Before automatic fusion, Inductor executes the following processes that may introduce numerical differences:

  • Inplace Operator Functionalization: For example, relu_relu. Functionalized kernel implementation may differ from Eager.
  • Decompose: Decomposes complex operators into basic operators to expand fusion range. Algorithms differ compared to single-operator implementation.
  • FX Graph Pass: Mainly pattern replacement fusion passes, involves kernel replacement.
  • Forward-Backward Graph Splitting: Graph splitting strategy based on automatic recomputation. Recomputed fusion kernel may differ from Eager mode.

Recommended measures:

  1. Inplace Operator Functionalization is a fusion prerequisite and non-functional item. Cannot be turned off. In practice, recommend implementing only Inplace versions. Reduce numerical differences from kernel differences through automatic functionalization.
  2. Decompose: Inductor natively does not provide a close option.
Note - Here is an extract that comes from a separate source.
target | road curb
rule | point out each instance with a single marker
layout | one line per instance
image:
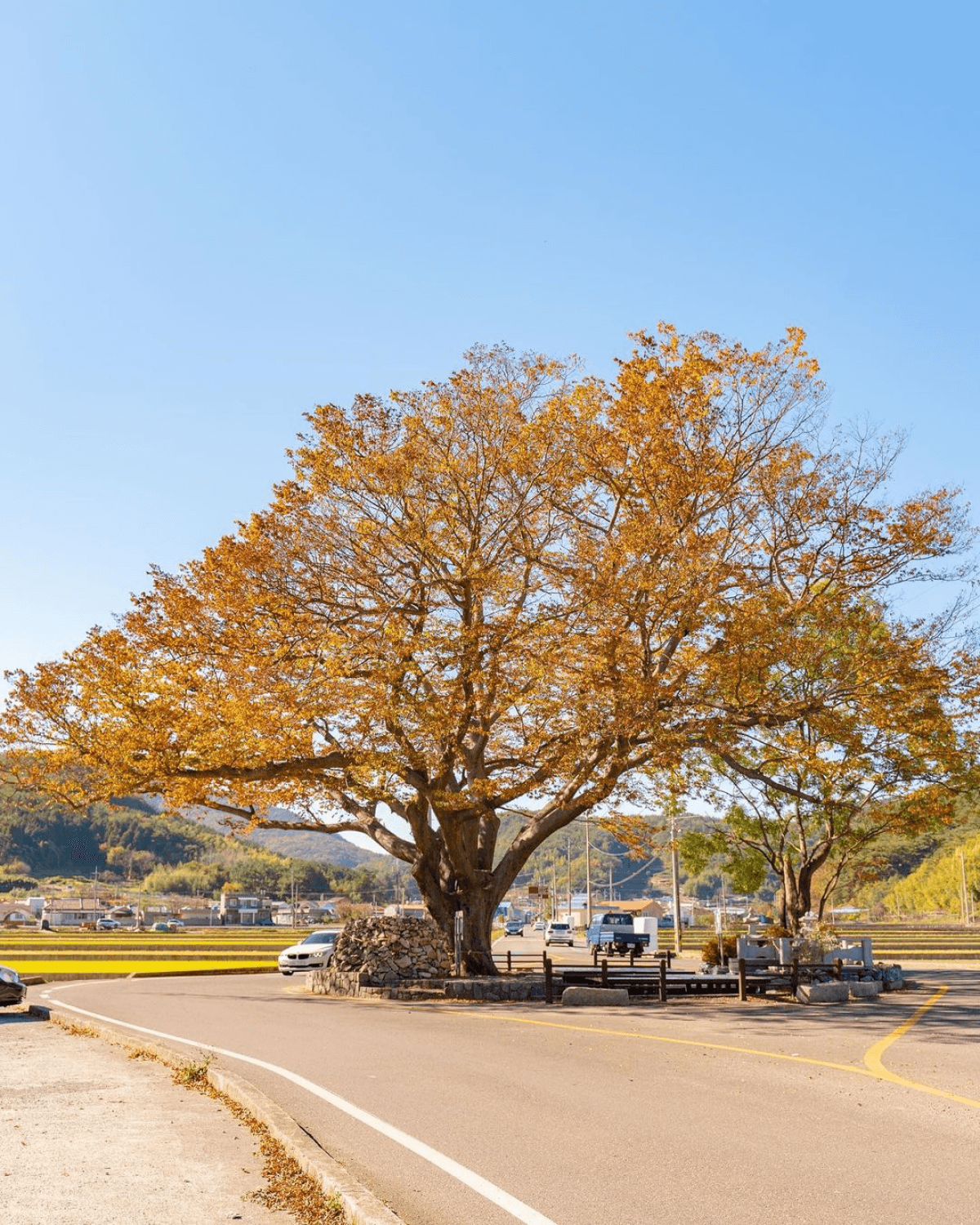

Need to implement through patches or source code modifications.
  3. FX Graph Pass: Inductor does not provide an option to close all passes. Effective passes may differ in each version. Need to close one by one based on actual execution situation.
  4. Forward-Backward Graph Splitting: Inductor uses max-flow min-cut algorithm for graph splitting. Introduces recomputation. You can replace with no-recomputation graph splitting strategy through configuring custom_partitioner_fn.

Automatic Fusion

Inductor fusion stage introduces numerical differences due to regenerating execution kernels. Involved fusion types are as follows:

Fusion Type Affects Binary Precision Numerical Difference Source User Configurable
Reduction Type Yes Different accumulation order Requires patch or source code modification
Pointwise Type Yes Type promotion rules, instruction mapping, iteration algorithm differences Requires patch or source code modification
MM/FA Template Type Yes Algorithm implementation differences Requires patch or source code modification

Usage notes:

  • If pursuing strict alignment with Eager, need to close all above fusion types. Inductor does not provide corresponding configuration items. Need to implement through patches or source code modifications.
  • Recommend explicitly enabling TORCHINDUCTOR_EMULATE_PRECISION_CASTS. Avoid numerical errors introduced by cast elimination optimization during Lowering process.
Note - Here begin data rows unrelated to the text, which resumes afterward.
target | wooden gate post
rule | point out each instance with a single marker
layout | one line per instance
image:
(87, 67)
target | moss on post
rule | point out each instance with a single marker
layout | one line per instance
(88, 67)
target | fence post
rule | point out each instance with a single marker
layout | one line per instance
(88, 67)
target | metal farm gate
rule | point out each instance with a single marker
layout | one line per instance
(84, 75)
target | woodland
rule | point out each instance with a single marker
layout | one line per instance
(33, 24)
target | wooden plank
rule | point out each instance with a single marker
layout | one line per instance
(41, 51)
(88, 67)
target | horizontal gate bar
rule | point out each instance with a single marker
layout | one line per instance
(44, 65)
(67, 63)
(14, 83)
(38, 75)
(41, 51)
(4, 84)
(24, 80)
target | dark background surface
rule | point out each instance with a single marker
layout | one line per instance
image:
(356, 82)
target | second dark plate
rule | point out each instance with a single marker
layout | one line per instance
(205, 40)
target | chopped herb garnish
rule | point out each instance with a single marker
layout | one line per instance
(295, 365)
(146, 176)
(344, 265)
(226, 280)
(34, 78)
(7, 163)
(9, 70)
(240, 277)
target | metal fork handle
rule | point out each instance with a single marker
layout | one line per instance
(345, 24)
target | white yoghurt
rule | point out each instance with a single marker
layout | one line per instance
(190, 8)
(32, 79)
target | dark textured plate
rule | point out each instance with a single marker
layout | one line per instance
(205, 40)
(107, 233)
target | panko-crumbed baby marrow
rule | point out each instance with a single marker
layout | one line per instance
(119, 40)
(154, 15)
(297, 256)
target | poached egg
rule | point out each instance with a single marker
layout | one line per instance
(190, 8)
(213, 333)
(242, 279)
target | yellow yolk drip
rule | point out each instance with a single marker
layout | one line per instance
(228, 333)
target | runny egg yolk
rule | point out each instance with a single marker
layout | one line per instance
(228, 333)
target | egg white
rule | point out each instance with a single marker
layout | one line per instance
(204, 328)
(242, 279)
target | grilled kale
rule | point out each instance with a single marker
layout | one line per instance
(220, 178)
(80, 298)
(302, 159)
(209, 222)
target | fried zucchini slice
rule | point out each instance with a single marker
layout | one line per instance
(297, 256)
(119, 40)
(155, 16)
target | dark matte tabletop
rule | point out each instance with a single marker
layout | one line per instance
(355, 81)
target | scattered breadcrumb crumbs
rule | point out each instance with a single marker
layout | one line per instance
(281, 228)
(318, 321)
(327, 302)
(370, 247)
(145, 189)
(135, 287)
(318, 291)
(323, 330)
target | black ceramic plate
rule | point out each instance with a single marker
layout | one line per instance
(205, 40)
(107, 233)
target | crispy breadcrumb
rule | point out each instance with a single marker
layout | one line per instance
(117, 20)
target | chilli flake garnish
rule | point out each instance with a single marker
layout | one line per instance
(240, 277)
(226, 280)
6.2 TensorFlow Scenario: Status and Usage Recommendations

General Optimization

TensorFlow scenarios default to using GE as the graph compiler backend. GE's built-in fusion passes and hardware-independent optimization passes (for example, constant folding, equivalent formula transformation) all cause kernel source code changes. Binary precision consistency cannot be guaranteed.

Recommended measures:

  1. Set graph compilation optimization level to O0 (only retain functional optimizations).
  2. At O0 level, functional-related and static shape-related optimizations still execute. You can open DUMP graph switch to observe actually effective passes in GE. Compare with section 1.2 to judge impact on precision. If impact exists, manually adjust scripts to avoid corresponding optimizations (higher difficulty).

Automatic Fusion

Automatic fusion currently supports fusion of the following operator types. Default strategy and controllability are as follows:

Fusion Type Default Status Affects Binary Precision User Configurable
elemwise (including broadcast) Enabled Yes No
reduce Disabled Yes Yes
concat Disabled No Yes
slice Disabled No Yes
gather Disabled No Yes
transpose Disabled No Yes

Fusion types disabled by default can be explicitly enabled through environment variables. Using concat as example:

export AUTOFUSE_FLAGS="--enable_autofuse=true;--autofuse_enable_pass=concat"

Usage notes:

  • elemwise fusion currently cannot be disabled. This fusion type is both the main source of binary precision differences and the main source of fusion benefits. Overall benefits will significantly reduce after disabling. If you have a disabling requirement, submit an issue for feedback.
  • Fusion types disabled by default are experimental features. After enabling, functional anomalies or performance degradation may occur. Recommend testing on target networks before deciding whether to retain.